Article

Print Friendly Page
8/15/2011
Source: Law360
Authors: Jon A. Ballis P.C., Daniel E. Wolf P.C.
 

Smoothing Out Your Back-End Merger

Tender offers are commonly referred to as "two-step" transactions, as a successful tender offer satisfying the minimum condition (i.e., the first step) is followed by a "back-end" merger which squeezes out the inevitable remaining target shareholders. Ideally, the buyer will reach 90-percent ownership following the tender (or the equivalent threshold in jurisdictions other than Delaware) and will be able to complete the second-step as a "short-form" merger immediately following the closing of the tender offer without the requirement to seek target shareholder approval.

However, if the short-form threshold is not achieved in the tender offer, the second step must be completed as a "long-form" merger with the preparation, review and mailing of an U.S. Securities and Exchange Commission-compliant proxy statement followed by a shareholder meeting. While the outcome of the vote is assured because the buyer will, after completion of the tender offer, own sufficient target shares to dictate the result, a long-form merger adds meaningful incremental time and expense to reach 100-percent ownership (usually a prerequisite to commencing full integration as well as the ability to use the target's assets as security for the buyer's financing package).

In fact, while the pathway to majority control is faster using a tender offer compared to a one-step merger, some buyers will question the timetable benefits of a two-step approach if the road to 100-percent ownership is longer as a result of the sequential nature of the tender offer and the long-form back-end merger processes.

Over the last few years, the top-up option has been employed to reduce the instances where a long-form merger is required by having the target company grant the buyer an option to purchase, upon successful completion of the tender offer at or above the minimum condition level (usually 50 percent), a number of newly issued shares of the target (assuming sufficient shares are authorized and unissued) such that in aggregate the buyer will own at least 90 percent of the target's shares, thereby permitting a short-form merger.

A further refinement of the top-up option, the so-called "Burger King structure" has been employed in a growing number of private equity (Bain Capital/Gymboree, Golden Gate Capital/California Pizza Kitchen) as well as certain strategic acquisitions (Raytheon Co./Applied Signal Technology Inc.) utilizing a tender offer structure, where it was imperative to achieve 100-percent ownership virtually simultaneously with the closing of the tender because of financing constraints.

Under this approach, the minimum condition to the front-end tender offer is set at the percentage that, when added to the maximum available top-up option, will ensure that the buyer will cross the 90-percent short-form threshold; if the tender fails to meet that higher minimum condition (often much higher than 50 percent), the parties abandon the tender offer and proceed with a one-step merger using a proxy statement that is prepared and filed while the tender offer is pending.

However, absent use of the Burger King structure, which is sometimes viewed as less than ideal given the resulting requirement that the minimum tender condition often be well in excess of 50 percent, the effectiveness of the top-up option is limited in cases where there are insufficient authorized but unissued shares to allow the exercise of the option to carry the buyer from the ownership level achieved in the tender offer to the target 90-percent level.

Another idea worth exploring is use of an action by written consent of shareholders as an alternative to a long-form merger where the top-up option is insufficient to allow the buyer to cross 90 percent.
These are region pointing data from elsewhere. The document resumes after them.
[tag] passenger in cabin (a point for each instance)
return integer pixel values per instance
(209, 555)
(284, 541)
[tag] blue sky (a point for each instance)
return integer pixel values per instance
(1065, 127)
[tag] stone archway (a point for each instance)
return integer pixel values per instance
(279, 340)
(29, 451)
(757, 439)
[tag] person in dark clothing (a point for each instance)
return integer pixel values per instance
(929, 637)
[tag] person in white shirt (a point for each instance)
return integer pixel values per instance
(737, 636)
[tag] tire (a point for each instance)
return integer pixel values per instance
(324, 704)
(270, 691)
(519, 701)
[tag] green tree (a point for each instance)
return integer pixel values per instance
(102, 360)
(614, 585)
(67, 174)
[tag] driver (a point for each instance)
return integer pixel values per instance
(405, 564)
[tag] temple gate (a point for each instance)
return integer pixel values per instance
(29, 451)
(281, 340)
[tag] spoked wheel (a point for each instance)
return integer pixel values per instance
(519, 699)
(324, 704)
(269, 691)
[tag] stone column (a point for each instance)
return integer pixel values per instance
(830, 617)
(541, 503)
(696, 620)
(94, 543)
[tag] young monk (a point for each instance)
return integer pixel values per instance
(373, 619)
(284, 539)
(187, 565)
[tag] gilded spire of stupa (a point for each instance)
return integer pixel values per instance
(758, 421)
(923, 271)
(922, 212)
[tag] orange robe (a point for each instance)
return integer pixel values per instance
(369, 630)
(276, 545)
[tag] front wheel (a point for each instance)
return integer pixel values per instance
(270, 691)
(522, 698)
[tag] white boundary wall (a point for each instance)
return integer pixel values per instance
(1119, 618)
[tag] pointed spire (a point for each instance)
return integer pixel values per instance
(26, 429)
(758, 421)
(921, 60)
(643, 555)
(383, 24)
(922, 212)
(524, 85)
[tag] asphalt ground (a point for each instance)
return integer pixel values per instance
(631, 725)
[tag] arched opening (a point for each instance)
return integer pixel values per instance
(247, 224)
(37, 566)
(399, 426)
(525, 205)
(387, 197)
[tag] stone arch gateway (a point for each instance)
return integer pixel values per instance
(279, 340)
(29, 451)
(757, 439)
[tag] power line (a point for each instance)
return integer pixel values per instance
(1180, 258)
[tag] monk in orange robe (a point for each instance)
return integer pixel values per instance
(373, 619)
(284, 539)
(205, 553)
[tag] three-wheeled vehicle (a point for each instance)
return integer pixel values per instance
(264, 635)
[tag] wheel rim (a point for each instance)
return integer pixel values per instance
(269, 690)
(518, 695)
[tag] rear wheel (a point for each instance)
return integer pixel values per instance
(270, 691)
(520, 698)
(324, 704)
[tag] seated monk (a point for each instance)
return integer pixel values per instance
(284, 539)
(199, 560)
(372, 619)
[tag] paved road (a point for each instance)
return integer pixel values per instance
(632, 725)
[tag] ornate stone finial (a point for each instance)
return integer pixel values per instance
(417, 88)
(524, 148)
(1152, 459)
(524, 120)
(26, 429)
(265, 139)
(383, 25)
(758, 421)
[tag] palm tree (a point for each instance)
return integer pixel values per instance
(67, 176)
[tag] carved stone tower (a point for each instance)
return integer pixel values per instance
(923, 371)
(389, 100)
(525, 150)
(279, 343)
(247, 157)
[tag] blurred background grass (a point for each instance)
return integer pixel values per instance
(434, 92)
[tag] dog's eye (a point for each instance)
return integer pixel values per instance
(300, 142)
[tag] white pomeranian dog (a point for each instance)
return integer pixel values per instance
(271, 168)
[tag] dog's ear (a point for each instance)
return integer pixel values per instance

Action by written consent entails delivery of a written resolution approving an action by holders of the same number of shares that would have been required to vote to approve the matter at a shareholder meeting.

Assuming a combination of applicable state law and the company's organizational documents allows shareholders to act by less-than-unanimous written consent (in Delaware, such action is permitted unless prohibited by the charter), the buyer, as owner of a majority of the target shares following the tender offer, can deliver that consent immediately and thereby avoid the need for a post-tender proxy statement and shareholder meeting.

Unlike the Burger King structure that allows virtually simultaneous closing of the tender offer, top-up option and short-form merger, this written consent approach likely requires a delay between the tender and closing of the merger under the SEC rules that require an information statement be sent to the other shareholders following a stockholder action by written consent at least 20 calendar days before the effectiveness of the action, here the merger, that is the subject of the consent. See Section7.01(b) of the recent BHP/Petrohawk merger agreement.

A similar creative structure that may merit further consideration is coupling the front-end tender offer with a consent solicitation for target shareholder approval to increase the number of authorized shares to a number sufficient to underpin a top-up option that enables the buyer to reach the short-form threshold.

Deal makers are employing a variety of creative techniques to reduce, and sometimes eliminate, the incremental time and expense burden associated with the often-overlooked second-step merger that follows a tender offer. As seen in the largely unsuccessful plaintiffs' suits in Delaware challenging top-up options, courts seem inclined to accommodate these approaches as they merely represent an acceleration of a foregone conclusion, benefiting both the buyer and the target's remaining shareholders by hastening the now inevitable exchange of 100-percent control for a fixed amount of cash. With the increasing employment of these innovative structures, we expect that tender offers will continue their unabated growth as the structure of choice in cash acquisitions.